Out of the list you described, are there certain concepts you find your users have more trouble learning compared to others?
Hi Marcus.
Sorry for very late reply.
I think the most difficult is to understand the importance of and how to structure your pages in the hierarchy.
The first 3 things that came to my mind and are always asked / always cause issues/confusions:
As it was mentioned before in a comment: the onboarding "tutorial" of Confluence let users watch spaces which leads to a lot of mails and really lowers the acceptance of the tool because users don't know what they are doing there... Thats why also disable this feature.
I think if the default for user profiles is to NOT automatically watch pages they comment on or create this cuts down on the emails.
I had a customer ask me the other day about why she's being "spammed" by Confluence. It wasn't her desire to start getting all the emails.
A more obvious impact statement about what watching means to a user would be helpful.
Yes! These are many of the same issues we face over and over. We use Confluence as a collaborative tool, a communication tool, a documentation tool, a community tool/intranet; we use Jira for process management for the organization, and HipChat still for instant communication. We have around 1500 users spread all over the world with a wide range of "tech-comfort". Some are long-term and some are very short-term. Making the use of these tools easy is CRITICAL to us. In this day and age, we have found very short videos to be the best way to provide training. Then the users can watch what they need as many times as they need. We are just finishing up with some internal training videos but these are designed for our use case and are longer. We hope this helps us since our only "qualified" trainers are at our main offices.
In the documentation, I would highly recommend and request short topical videos with links to more information for those who like to dig in.
Cool that I stumbled across this discussion 😊
We are using Confluence for Wiki and want to get knowledge-base and also intranet on it. Mostly the problem at a SME is that the people are sceptical towards "new" tech.
When introducing system to new users I have a two step plan:
Than they get homework where they have to use links, work together on a page, use macros and we meet again!
Please allow me to pitch our free and ungated YouTube playlist with learning videos on Jira and Confluence. This is what a lot of our customers use to help with self-paced onboarding. The content is freely available and can even be downloaded and put into an instance behind the firewall.
We also have that in German: Confluence lernen, Jira lernen
Thanks for sharing @Martin Seibert - that's what I call a bunch of videos 🤩
@Martin Seibert heading there now. Thanks you so much!
Hey, learning 80% of the atlassian functionality roughly takes 20% of effort thanks to the usage of standard UI elements, common sense and logic.

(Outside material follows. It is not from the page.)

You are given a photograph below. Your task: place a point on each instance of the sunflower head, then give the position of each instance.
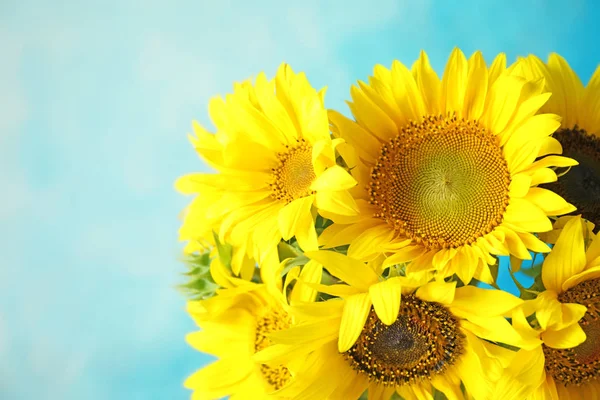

So we decided to write small internal guidelines and open a 'sandbox' mirror projects of every product which we use (with the same issue types, automations, workflows, and all schemes).
By that people can experiment and learn how things work, and most importantly provide feedback and bring ideas on how it can be improved.
As a Jira admin, i try to remove all confusing places/fields/statuses/buttons/etc to make it easier for the users and our clients (we use JS Management too).
As for the new guys, we add to everyone a mentor or tutor, who is nearby and ready to explain things.
Reading long articles and watching videos was not effective for our company.
Oh, and we have special meetings, where anyone can share their know-how or discoveries like 'Did know that you can click on a status anywhere and change it w/o going to Kanban board or opening a ticket'. We have a few people in our team who constantly working as explorers, they like to teach other members with cool new things :)
We use Confluence for our program. I find getting my hands into and demoing at every meeting a new way to edit a page, create a page, etc. works well.
Once they see the benefit of using it, they usually figure out how to use it. And, Atlassian training videos are readily available.
Really interesting article+comments.